The first section of the Appalachian Trail south of Baxter State Park in Maine runs for about a hundred miles between the little campground store at Abol Bridge and the town of Monson. It’s the longest stretch of the whole trail that doesn’t cross a paved road or pass any resupply point. It’s called the Hundred Mile Wilderness, although if you live in Maine you know there’s no real wilderness here. The section is criss-crossed by logging roads and passes through the busy Katahdin Ironworks and Jo-Mary Road recreation area. There’s a beach in there that locals drive to with full tailgate barbeque setups, on a hot summer day. But it’s still a long way to hike.

I know this because I hiked it in July of 2020 (A Pretty Weird Time™) and it was a hard hundred miles. The trail is nothing but rocks and roots—imagine putting on a pair of trail runners and then hitting the bottoms of your feet with a ball peen hammer for eight to ten hours every day for a week or so. If you do it southbound, the first half is wet and buggy but pretty flat. Then you climb Whitecap (not to be confused with Sunday River Whitecap or the other Whitecap), and then you come to the Chairbacks.

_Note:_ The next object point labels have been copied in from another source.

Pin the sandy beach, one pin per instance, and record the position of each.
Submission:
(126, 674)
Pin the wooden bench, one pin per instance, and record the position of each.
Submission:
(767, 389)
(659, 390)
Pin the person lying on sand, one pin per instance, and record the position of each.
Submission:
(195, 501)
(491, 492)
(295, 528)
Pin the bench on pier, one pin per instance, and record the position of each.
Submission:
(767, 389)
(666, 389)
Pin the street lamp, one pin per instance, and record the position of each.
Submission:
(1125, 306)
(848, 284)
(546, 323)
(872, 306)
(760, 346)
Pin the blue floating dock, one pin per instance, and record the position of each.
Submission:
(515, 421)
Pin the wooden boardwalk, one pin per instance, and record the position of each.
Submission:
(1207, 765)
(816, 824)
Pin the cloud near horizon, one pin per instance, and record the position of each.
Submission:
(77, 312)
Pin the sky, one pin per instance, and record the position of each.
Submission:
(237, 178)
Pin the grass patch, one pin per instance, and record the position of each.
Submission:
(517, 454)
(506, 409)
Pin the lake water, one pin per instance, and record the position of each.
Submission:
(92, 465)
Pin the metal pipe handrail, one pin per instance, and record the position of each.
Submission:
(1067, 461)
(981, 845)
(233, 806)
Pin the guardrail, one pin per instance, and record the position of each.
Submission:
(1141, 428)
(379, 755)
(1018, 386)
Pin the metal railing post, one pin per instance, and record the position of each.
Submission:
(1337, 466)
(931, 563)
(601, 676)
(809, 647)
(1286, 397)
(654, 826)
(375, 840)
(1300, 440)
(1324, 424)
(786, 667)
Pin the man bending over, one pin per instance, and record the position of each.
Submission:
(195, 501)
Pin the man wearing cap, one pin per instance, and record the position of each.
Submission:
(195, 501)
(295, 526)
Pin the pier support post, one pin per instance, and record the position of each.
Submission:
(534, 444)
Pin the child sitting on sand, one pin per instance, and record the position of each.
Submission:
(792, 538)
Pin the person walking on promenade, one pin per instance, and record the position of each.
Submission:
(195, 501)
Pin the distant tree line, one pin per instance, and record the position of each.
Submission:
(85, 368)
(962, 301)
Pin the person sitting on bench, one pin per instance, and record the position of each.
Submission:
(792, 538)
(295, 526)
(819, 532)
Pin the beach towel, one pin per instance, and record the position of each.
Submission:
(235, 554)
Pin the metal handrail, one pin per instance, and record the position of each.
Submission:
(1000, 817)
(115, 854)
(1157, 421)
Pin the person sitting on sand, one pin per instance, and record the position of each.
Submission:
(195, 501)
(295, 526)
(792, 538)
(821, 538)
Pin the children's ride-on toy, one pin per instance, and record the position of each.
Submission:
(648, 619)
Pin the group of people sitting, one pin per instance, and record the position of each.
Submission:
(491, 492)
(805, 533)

The Chairbacks are a string of four peaks that don’t look like much on a topo map, but that was the hardest fifteen miles of hiking I’ve ever done. At Cloud Pond I was so exhausted I couldn’t eat dinner, and that night I started shivering so hard I was afraid I had somehow caught Covid. I forced myself to make a cup of hot chocolate and drink it in tiny sips until the shakes subsided and I started to feel some energy returning. The next day one of the through-hikers I was traveling with said he heard me making a hot drink and thought “Man, that guy really knows how to live!” I could only laugh. That hot chocolate was the last idea I had short of “hit the SOS button on my rescue beacon and hope for the best.”

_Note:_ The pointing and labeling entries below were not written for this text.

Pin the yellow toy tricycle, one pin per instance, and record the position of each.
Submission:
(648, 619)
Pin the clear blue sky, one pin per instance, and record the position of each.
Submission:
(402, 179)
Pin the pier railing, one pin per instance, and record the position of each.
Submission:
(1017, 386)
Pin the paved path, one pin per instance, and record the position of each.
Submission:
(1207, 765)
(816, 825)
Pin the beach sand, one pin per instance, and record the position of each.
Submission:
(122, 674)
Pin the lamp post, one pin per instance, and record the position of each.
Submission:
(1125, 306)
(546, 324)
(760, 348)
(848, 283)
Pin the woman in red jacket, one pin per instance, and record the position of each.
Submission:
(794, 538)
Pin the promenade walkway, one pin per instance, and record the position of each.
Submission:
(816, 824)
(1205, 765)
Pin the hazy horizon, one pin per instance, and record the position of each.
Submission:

My truck was parked at the trailhead in Monson, and that night at Cloud Pond ended up being my last on trail that trip. The next day my new friends and I covered the sixteen miles to Leeman Brook, where they were stopping. I wanted to get to my truck where I had a comfy mattress and real food, so I begged a few electrolyte drink mix packets and headed off to do the last three miles to the road in the dusk. By this point the skin had been sloughing off the bottoms of my feet for two days, and I was on a rigid schedule of three Advil every four hours just to keep the pain down enough to walk on them. I also didn’t look closely at the drink mix packets, so I didn’t realize until the next day that they were caffeinated. I chugged three of them in two miles. Oops.

But that evening, blasting along alone through the pines at hyper-speed, high on Advil and caffeine and the promise of a big pot of spaghetti ahead, I found myself thinking about Mica, who had just come out to us as trans a few months earlier. I could already see how much more comfortable he was now that he didn’t have the burden of pretending to be something he’s not. All I could think about was how proud I am of him for having the courage to be who he is, even when it’s hard. I thought about how much I wished he was there with me so I could tell him that. Did I cry? I was alone, so who can say.

I got to my truck and peeled off my last pair of bloody socks and the filthy layer of leukotape holding my feet together. I re-bandaged them the best I could, and made a pot of spaghetti in the cloud of gnats attracted by my headlamp. I went to sleep thinking “at least I’ll never have to do that again.” But even then I knew I probably would.

In a couple more weeks I will, but this time Mica will be there with me. I can’t wait.